Pine was referring to the refusal of the Trump administration to appoint any judges to the World Trade Organisation which diplomats fear could bring the organisation’s work on trade disputes to an end before the end of this year because they will be unable to raise a quorum for dispute hearings.

But the Government’s trade agenda also faces some other obstacles.

Foreign Minister Winston Peters with his Singaporean counterpart, Vivian Balakrishnan in Singapore at the weekend.

New Zealand began negotiating an Enhanced Partnership with Singapore that is supposed to significantly boost collaboration in trade and economics, security and defence, people-to-people links and research, technology and innovation. 

There have been widespread reports that Singapore stalled the negotiations this year after the Government’s original proposal to ban overseas house sales included Singapore.

But in a statement marking the end of two days’ talks in Singapore, Foreign Minister Winston Peters said on Sunday: “I had wide-ranging discussions with my Singaporean counterpart, and reviewed the strong progress officials were making on the negotiation for an Enhanced Partnership.”

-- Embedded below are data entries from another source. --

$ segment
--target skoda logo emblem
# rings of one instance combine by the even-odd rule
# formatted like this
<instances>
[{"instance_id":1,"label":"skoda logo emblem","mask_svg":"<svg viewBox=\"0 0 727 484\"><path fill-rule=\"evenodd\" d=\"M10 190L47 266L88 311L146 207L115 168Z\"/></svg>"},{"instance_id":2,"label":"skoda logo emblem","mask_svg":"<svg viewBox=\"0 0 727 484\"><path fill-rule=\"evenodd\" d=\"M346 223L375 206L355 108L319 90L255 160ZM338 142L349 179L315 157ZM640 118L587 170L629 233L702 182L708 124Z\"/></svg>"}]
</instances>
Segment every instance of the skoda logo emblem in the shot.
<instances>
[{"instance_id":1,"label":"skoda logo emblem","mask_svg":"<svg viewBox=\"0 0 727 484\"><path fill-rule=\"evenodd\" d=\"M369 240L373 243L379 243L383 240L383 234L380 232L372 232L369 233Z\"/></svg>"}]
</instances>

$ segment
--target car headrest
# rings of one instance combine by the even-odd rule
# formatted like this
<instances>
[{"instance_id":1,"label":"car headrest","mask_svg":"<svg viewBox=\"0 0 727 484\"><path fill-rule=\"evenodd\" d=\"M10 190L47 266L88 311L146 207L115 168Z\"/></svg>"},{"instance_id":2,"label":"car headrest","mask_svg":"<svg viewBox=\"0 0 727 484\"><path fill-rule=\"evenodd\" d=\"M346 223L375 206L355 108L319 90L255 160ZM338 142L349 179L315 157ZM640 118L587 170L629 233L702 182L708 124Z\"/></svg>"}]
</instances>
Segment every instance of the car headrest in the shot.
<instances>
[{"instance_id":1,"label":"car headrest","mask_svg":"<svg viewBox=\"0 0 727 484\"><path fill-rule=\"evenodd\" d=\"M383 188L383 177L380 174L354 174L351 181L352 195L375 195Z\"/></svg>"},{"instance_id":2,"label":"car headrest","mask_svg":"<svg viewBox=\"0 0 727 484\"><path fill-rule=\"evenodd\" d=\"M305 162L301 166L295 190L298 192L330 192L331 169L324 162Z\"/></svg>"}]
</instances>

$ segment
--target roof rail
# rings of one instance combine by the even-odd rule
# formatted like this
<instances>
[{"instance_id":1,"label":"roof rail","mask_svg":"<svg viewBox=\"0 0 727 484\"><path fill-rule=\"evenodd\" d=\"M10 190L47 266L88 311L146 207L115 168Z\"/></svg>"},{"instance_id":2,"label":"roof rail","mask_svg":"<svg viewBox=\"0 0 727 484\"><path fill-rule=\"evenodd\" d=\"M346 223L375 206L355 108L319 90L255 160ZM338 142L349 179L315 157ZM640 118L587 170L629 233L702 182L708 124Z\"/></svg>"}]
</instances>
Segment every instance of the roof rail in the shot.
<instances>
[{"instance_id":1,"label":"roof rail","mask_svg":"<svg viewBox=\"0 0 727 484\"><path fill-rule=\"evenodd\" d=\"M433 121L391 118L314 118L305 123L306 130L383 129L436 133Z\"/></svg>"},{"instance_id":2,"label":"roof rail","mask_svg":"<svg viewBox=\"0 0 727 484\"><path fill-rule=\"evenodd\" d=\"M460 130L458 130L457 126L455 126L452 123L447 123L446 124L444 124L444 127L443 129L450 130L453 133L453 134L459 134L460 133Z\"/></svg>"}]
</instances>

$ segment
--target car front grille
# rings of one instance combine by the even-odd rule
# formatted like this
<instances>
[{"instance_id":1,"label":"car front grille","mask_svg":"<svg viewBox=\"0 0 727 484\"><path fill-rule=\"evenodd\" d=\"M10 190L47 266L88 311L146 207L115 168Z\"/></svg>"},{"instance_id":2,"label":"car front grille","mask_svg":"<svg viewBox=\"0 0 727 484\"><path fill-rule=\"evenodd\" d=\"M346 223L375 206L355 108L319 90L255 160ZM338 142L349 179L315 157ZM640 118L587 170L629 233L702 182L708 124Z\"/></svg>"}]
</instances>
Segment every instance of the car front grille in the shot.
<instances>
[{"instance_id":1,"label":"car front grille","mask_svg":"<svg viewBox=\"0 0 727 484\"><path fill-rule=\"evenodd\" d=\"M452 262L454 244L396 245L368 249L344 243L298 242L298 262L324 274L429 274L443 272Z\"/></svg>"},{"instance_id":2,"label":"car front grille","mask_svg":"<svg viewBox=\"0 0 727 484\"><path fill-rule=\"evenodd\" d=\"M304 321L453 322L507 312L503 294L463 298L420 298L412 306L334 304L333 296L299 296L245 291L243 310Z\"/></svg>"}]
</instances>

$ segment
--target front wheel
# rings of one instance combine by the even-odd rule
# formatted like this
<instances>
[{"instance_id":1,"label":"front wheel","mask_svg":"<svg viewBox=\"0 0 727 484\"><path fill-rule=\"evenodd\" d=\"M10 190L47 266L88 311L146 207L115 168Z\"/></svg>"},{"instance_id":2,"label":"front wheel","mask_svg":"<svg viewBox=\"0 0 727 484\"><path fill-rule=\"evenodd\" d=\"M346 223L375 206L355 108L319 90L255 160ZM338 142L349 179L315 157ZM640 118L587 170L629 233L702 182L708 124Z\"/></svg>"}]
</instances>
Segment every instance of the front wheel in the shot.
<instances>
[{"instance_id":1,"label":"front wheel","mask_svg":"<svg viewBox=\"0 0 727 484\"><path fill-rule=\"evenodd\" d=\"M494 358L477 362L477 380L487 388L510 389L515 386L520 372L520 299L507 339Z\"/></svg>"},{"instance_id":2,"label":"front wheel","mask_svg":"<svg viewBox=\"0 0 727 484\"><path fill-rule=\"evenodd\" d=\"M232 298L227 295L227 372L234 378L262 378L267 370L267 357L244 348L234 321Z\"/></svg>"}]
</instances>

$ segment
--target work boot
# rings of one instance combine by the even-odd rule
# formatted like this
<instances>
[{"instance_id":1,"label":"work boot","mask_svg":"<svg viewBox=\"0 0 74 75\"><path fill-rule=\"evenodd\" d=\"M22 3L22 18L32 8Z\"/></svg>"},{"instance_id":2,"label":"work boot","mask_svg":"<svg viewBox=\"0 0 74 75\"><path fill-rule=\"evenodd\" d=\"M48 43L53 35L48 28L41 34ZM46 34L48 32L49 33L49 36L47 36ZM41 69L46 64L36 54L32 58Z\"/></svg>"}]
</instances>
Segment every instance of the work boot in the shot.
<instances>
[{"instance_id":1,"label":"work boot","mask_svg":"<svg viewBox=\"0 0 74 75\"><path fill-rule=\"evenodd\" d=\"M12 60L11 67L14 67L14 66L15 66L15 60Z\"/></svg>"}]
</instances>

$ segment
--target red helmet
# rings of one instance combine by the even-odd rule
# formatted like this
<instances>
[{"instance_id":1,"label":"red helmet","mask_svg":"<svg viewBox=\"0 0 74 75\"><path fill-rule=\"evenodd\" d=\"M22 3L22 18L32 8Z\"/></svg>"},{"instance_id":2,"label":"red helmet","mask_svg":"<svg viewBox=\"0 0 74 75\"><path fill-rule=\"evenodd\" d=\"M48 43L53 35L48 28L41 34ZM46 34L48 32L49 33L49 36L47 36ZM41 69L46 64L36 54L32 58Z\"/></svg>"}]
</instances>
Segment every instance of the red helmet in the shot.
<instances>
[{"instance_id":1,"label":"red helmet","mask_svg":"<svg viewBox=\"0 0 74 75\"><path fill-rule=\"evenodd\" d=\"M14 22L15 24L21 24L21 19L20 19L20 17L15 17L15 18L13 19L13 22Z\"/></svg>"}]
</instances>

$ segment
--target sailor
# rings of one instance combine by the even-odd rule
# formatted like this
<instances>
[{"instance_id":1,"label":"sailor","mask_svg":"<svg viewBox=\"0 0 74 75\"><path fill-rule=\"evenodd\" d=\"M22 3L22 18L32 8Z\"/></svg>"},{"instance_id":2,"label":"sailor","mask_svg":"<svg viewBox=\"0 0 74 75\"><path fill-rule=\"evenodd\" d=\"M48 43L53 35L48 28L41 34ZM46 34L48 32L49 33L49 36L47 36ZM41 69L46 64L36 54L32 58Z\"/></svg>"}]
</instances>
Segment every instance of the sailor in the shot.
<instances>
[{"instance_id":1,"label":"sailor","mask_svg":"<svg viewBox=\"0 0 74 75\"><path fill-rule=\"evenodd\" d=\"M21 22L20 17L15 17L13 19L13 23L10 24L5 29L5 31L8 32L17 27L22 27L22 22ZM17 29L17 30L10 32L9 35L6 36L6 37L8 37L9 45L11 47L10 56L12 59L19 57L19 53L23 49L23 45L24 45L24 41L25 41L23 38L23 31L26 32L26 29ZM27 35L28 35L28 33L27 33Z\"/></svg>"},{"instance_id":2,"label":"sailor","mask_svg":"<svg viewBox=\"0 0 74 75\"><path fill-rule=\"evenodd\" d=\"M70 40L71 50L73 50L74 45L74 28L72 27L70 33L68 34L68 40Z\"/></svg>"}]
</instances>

However yesterday Parker was not willing to speculate on when the deal may be concluded.

“We never predict precise dates because we seldom get them right,” said Parker.

“But the negotiations are proceeding well.”

Unfortunately for the Government, it is precisely that sort of uncertainty which seems to be weighing down on business confidence.

While Parker has said business confidence surveys are junk, and Ardern had a point when she said yesterday they tend to be more negative when Labour is in power, even Treasury was quoting them yesterday.

In its monthly economic indicators, it noted that the New Zealand Institute of Economic Research’s Quarterly Survey of Business Opinion showed headline business confidence and own-activity measures fell in the June quarter, “while ANZ’s monthly Business Outlook showed the deteriorating trend continued in July.

“Although we think growth held up in the June quarter, weaker confidence, in conjunction with other data, highlight the risk that growth over the coming fiscal year may be weaker-than-forecast in the Budget Economic and Fiscal Update 2018,” Treasury said in a press statement.

If growth is below the BEFU forecast, then that could impact Labour’s Budget Sustainability rules which define the Government’s target surplus as a percentage of GDP.

The Government is already under pressure, particularly from unions, to relax those rules.

But Ardern was adamant yesterday that she would not.

“The rules stay,” she said.

But if confidence is a factor in any reduction in GDP forecasts then the stakes for the Government in its “Trade for All” programme are high; they need business onside because they need the economy to stay on track.